Well there must be something we can do?! There is. First off, we need to fit rampage killings into our overall risk perception: as common as they seem to be, and as severe as they are – they are still quite rare. They are scary, they have agenticity which we are hardwired to prioritize in our risk sense. But they are quite rare. Homicide by rifle of any kind is QUITE rare at 364 out of 14,185 in 2019 according to the FBI Uniform Crime Report database. Hands/fists/feet have rifles beat by almost double. But to bring down that 364… we still have work to do.
This may sound diversionary, but I mean it: We need more and better taxpayer-funded mental health services in this country. Particularly inpatient and incarcerated. Not all rampage murderers fit neatly in a psych diagnostic framework, but quite a few do (likewise, incredibly few people with psych disorders are potential murderers, and I don’t want to stigmatize them!). We should be able to achieve meaningful early intervention with more of these troubled people. We need to learn about the attacks that have happened. Each attack gives us insights into warnings and indicators, murderer tactics, and responder lessons. We owe it to the victims to learn from these attacks. I urge everyone to start with the book Columbine by Dave Cullen. We need credible countermeasures. If we are relying on police intervention, I want competent and close-by cops. Not like the guys who hid out at the Parkland attack. We need to harden potential victims with something better than terrifying “active shooter drills” and meaningless campaigns to “run hide fight.”

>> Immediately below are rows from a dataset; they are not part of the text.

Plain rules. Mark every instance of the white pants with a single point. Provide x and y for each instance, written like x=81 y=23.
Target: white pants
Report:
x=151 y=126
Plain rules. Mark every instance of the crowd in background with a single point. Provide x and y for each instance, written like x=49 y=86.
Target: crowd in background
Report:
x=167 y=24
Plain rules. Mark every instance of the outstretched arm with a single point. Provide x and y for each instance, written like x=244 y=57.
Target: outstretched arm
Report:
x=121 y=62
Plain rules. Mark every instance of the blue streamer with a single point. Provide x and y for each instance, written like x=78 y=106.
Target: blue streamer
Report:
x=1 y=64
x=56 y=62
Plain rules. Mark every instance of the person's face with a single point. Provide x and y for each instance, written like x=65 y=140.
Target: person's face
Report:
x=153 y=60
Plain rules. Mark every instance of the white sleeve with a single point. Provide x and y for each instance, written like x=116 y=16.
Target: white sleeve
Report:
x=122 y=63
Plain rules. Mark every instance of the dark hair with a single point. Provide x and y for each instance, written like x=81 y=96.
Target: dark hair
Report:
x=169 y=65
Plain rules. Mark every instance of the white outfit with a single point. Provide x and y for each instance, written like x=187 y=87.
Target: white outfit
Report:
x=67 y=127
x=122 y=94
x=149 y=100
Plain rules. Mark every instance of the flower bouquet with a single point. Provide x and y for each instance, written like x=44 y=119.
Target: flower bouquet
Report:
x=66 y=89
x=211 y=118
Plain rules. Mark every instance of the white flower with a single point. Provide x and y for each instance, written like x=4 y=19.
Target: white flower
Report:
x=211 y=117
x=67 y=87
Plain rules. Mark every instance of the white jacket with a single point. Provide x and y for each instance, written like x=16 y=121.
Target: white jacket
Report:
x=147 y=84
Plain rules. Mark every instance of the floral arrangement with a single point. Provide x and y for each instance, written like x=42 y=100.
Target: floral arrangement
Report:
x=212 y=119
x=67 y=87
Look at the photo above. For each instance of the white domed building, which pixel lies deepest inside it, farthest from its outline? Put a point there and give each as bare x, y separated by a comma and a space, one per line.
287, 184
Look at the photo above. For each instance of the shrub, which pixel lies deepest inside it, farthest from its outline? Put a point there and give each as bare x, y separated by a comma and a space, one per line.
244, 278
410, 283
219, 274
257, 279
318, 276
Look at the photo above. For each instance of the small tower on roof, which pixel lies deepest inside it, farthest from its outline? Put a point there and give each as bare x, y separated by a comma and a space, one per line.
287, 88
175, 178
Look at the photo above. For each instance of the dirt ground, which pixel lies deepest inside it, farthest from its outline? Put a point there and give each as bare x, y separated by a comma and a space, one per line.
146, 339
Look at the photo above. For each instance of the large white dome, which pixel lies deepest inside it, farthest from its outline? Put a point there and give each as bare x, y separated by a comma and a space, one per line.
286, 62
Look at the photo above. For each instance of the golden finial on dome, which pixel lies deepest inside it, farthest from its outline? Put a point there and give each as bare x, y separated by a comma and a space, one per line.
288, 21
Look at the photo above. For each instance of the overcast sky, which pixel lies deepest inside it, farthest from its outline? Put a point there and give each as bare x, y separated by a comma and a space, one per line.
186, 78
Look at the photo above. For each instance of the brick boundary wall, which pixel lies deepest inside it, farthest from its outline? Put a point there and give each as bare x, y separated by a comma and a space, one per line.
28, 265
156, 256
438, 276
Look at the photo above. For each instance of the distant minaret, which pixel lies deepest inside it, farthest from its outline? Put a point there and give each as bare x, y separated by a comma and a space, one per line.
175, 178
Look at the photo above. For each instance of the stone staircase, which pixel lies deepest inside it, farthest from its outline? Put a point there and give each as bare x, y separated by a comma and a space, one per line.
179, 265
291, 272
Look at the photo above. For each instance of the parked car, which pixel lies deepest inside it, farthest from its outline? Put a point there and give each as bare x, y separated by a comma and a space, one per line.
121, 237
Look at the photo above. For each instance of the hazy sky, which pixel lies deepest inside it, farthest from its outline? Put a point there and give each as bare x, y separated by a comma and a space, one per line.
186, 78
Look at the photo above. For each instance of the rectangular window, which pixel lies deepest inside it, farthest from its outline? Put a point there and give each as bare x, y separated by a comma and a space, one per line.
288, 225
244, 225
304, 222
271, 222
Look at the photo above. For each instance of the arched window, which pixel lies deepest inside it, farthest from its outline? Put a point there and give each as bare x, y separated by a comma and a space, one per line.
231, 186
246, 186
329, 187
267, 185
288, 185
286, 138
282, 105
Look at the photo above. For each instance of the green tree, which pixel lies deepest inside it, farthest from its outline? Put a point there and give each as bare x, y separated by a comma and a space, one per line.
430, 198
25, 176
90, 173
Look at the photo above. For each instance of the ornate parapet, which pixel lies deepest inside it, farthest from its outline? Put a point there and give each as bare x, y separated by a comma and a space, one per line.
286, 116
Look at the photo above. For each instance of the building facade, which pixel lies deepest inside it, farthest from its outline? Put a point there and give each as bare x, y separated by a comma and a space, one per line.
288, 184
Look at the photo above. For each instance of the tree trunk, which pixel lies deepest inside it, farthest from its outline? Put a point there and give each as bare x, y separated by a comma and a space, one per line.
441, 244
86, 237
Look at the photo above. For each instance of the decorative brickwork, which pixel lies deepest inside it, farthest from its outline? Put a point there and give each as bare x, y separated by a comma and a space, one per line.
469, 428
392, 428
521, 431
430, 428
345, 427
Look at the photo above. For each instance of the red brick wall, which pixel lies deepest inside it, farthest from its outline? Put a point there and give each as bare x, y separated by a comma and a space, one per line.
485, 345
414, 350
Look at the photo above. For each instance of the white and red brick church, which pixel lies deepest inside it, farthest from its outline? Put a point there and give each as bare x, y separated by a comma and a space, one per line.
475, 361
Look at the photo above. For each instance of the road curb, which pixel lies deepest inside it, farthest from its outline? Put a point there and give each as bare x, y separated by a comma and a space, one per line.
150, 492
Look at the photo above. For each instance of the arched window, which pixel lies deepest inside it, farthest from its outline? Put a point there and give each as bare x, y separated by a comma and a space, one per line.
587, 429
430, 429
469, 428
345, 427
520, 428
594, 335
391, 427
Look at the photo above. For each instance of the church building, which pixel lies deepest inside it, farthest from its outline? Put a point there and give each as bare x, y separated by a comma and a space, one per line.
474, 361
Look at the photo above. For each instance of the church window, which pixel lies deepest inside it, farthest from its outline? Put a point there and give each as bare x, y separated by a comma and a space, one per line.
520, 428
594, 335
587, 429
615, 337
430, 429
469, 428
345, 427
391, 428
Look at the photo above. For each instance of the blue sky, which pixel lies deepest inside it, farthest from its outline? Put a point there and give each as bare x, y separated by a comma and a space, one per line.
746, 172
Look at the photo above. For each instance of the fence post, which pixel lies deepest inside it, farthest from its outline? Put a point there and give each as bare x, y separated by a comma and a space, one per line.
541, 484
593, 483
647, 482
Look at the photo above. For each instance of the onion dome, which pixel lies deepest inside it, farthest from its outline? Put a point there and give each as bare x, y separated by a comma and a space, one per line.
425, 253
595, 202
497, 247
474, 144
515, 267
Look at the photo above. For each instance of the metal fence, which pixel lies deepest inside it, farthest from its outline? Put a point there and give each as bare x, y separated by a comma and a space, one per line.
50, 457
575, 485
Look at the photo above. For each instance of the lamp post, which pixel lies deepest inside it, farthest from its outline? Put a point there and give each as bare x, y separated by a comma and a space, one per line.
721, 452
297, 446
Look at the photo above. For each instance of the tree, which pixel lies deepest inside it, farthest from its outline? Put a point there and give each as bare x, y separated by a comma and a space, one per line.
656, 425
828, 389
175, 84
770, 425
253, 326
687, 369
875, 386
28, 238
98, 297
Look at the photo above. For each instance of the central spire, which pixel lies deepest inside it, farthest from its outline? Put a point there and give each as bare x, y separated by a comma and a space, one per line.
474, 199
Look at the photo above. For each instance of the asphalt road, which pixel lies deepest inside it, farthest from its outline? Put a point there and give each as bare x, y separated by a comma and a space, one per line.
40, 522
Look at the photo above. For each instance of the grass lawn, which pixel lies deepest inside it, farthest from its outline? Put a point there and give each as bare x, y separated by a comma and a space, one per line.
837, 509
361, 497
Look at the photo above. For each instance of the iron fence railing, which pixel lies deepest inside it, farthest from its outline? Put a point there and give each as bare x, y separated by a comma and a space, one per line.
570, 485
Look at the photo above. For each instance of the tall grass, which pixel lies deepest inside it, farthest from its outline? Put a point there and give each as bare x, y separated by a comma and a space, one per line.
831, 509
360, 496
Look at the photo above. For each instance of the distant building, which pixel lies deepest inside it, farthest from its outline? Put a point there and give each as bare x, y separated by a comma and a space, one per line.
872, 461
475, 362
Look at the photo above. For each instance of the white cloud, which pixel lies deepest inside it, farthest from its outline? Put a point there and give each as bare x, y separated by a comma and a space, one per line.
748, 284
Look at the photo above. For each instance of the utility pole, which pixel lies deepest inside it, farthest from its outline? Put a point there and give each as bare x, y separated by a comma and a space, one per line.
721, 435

People like me tend to resent the question “why do you even need an AR-15?!” or the quip, “no one needs an AR-15.” Because in a free country, the burden of proof should sit with the people trying to place a restriction. I think the people calling for more restrictions assume that case is both self-evident and air-tight. I don’t think it is. I think you would have a tough time proving why you need to ban the AR-15, and I think you would have a tough time even defining an AR-15 well enough to ban it, and I think you would have a tough time proving a ban once-enacted has done any good at all. Prove me wrong — I’m willing to listen.
*Jim is a concerned citizen and gun rights advocate with a background in military aviation, specializing in close air support and combat rescue. His opinions are his alone and do not represent his or any other agency. His other works can be found on www.TacticalTangents.com.
**Fun fact: Official military nomenclature leaves out the “-” so it is written M16 and not M-16. Now you know.